Procédure devant la cour :
Par une requête enregistrée le 7 février 2020 Mme D... G... épouse B..., représentée par Me A..., demande à la cour :
1°) d'annuler ce jugement du 4 février 2020 ;
2°) d'annuler la décision de la commission de recours contre les refus d'entrée en France du 1er mai 2017 ;
3°) d'enjoindre au ministre de l'intérieur, à titre principal, de délivrer le visa sollicité et à titre subsidiaire, de procéder au réexamen de la demande dans le délai d'un mois à compter de la notification de l'arrêt à intervenir, sous astreinte de 150 euros par jour de retard en application des articles L. 911-2 et L. 911-3 du code de justice administrative.
Elle soutient que :
- le jugement est insuffisamment motivé en méconnaissance de l'article L. 9 du code de justice administrative ;
- la décision en litige est insuffisamment motivée en méconnaissance des articles L. 211-2 et L. 211-3 du code des relations entre le public et l'administration ;
- une erreur d'appréciation a été commise quant à l'identité et au lien de filiation l'unissant à Jacques Junior Bachirou ;
- la possession d'état doit être constatée ;
- l'article 8 de la convention européenne des droits de l'homme et des libertés fondamentales a été méconnu.

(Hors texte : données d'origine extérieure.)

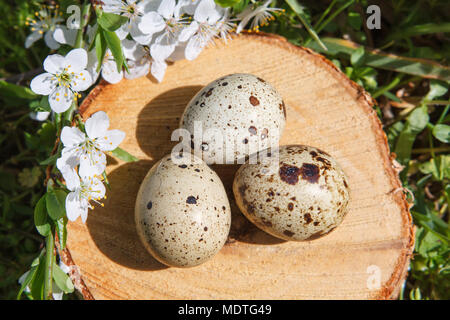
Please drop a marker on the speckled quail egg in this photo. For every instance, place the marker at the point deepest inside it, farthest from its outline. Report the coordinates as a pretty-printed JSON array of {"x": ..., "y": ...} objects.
[
  {"x": 234, "y": 116},
  {"x": 182, "y": 212},
  {"x": 301, "y": 194}
]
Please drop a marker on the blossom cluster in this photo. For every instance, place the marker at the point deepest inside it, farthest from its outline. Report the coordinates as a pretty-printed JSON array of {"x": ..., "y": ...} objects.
[
  {"x": 152, "y": 32},
  {"x": 155, "y": 31}
]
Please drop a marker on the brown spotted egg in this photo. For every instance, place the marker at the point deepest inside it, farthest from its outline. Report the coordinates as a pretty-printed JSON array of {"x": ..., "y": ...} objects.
[
  {"x": 182, "y": 212},
  {"x": 234, "y": 116},
  {"x": 301, "y": 194}
]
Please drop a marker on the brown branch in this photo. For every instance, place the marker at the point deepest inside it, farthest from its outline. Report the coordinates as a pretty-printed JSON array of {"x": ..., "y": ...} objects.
[{"x": 74, "y": 272}]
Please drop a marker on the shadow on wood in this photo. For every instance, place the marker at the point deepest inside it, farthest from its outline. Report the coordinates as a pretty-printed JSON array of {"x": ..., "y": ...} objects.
[{"x": 159, "y": 118}]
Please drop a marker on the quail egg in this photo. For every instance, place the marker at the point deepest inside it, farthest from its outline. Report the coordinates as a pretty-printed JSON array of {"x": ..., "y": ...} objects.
[
  {"x": 182, "y": 212},
  {"x": 300, "y": 193},
  {"x": 234, "y": 116}
]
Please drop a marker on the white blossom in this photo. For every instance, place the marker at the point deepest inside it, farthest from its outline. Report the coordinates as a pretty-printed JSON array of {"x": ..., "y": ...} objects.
[
  {"x": 261, "y": 16},
  {"x": 134, "y": 11},
  {"x": 87, "y": 150},
  {"x": 57, "y": 292},
  {"x": 165, "y": 24},
  {"x": 65, "y": 77},
  {"x": 39, "y": 115},
  {"x": 202, "y": 29},
  {"x": 43, "y": 25},
  {"x": 83, "y": 191},
  {"x": 140, "y": 62}
]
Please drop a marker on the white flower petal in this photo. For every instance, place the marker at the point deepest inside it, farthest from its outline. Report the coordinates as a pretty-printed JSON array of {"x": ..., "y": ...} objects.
[
  {"x": 151, "y": 23},
  {"x": 98, "y": 189},
  {"x": 129, "y": 48},
  {"x": 50, "y": 41},
  {"x": 43, "y": 84},
  {"x": 81, "y": 81},
  {"x": 72, "y": 136},
  {"x": 186, "y": 6},
  {"x": 92, "y": 65},
  {"x": 188, "y": 32},
  {"x": 77, "y": 60},
  {"x": 32, "y": 38},
  {"x": 194, "y": 47},
  {"x": 97, "y": 125},
  {"x": 123, "y": 30},
  {"x": 40, "y": 115},
  {"x": 158, "y": 69},
  {"x": 110, "y": 140},
  {"x": 204, "y": 9},
  {"x": 69, "y": 174},
  {"x": 109, "y": 72},
  {"x": 92, "y": 164},
  {"x": 74, "y": 206},
  {"x": 54, "y": 63},
  {"x": 64, "y": 35},
  {"x": 137, "y": 70},
  {"x": 162, "y": 49},
  {"x": 167, "y": 8},
  {"x": 60, "y": 99},
  {"x": 57, "y": 293},
  {"x": 178, "y": 53}
]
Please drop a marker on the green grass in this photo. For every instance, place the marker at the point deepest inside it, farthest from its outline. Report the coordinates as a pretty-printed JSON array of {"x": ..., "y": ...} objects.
[{"x": 409, "y": 79}]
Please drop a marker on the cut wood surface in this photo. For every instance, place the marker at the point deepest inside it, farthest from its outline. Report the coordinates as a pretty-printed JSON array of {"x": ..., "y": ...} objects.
[{"x": 366, "y": 257}]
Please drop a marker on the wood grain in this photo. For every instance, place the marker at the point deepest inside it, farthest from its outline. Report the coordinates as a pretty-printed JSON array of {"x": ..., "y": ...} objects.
[{"x": 324, "y": 109}]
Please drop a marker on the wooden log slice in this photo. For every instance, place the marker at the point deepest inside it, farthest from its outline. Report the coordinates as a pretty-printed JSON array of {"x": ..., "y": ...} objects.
[{"x": 365, "y": 257}]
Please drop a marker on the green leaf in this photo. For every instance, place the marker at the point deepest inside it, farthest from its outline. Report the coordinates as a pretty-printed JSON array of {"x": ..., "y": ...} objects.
[
  {"x": 100, "y": 48},
  {"x": 298, "y": 9},
  {"x": 437, "y": 89},
  {"x": 415, "y": 123},
  {"x": 61, "y": 229},
  {"x": 40, "y": 217},
  {"x": 37, "y": 284},
  {"x": 442, "y": 132},
  {"x": 55, "y": 200},
  {"x": 50, "y": 160},
  {"x": 354, "y": 20},
  {"x": 110, "y": 21},
  {"x": 14, "y": 91},
  {"x": 417, "y": 120},
  {"x": 123, "y": 155},
  {"x": 49, "y": 261},
  {"x": 415, "y": 30},
  {"x": 227, "y": 3},
  {"x": 31, "y": 274},
  {"x": 420, "y": 67},
  {"x": 115, "y": 46},
  {"x": 62, "y": 280},
  {"x": 357, "y": 57},
  {"x": 439, "y": 167}
]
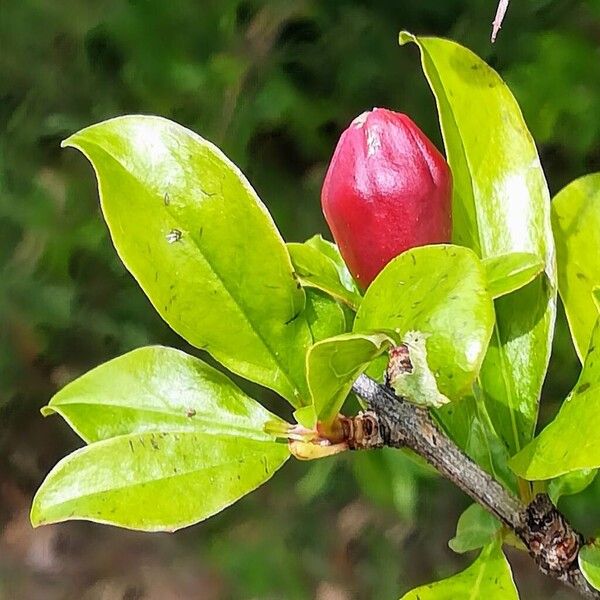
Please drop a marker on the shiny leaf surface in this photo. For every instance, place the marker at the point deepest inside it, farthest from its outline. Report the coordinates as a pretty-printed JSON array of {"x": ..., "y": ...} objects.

Par un mémoire en défense enregistré le 18 juin 2000 le ministre de l'intérieur conclut au rejet de la requête.
Il soutient qu'aucun moyen n'est fondé.
Vu les autres pièces du dossier.
Vu :
- la convention européenne de sauvegarde des droits de l'homme et des libertés fondamentales ;
- le code de l'entrée et du séjour des étrangers et du droit d'asile ;
- le code des relations entre le public et l'administration ;
- le code de justice administrative.
Les parties ont été régulièrement averties du jour de l'audience.
Le président de la Cour a désigné Mme C..., président-assesseur, pour présider les formations de jugement en cas d'absence ou d'empêchement de M. Pérez, président de la 2ème chambre en application de l'article R. 222-26 du code de justice administrative.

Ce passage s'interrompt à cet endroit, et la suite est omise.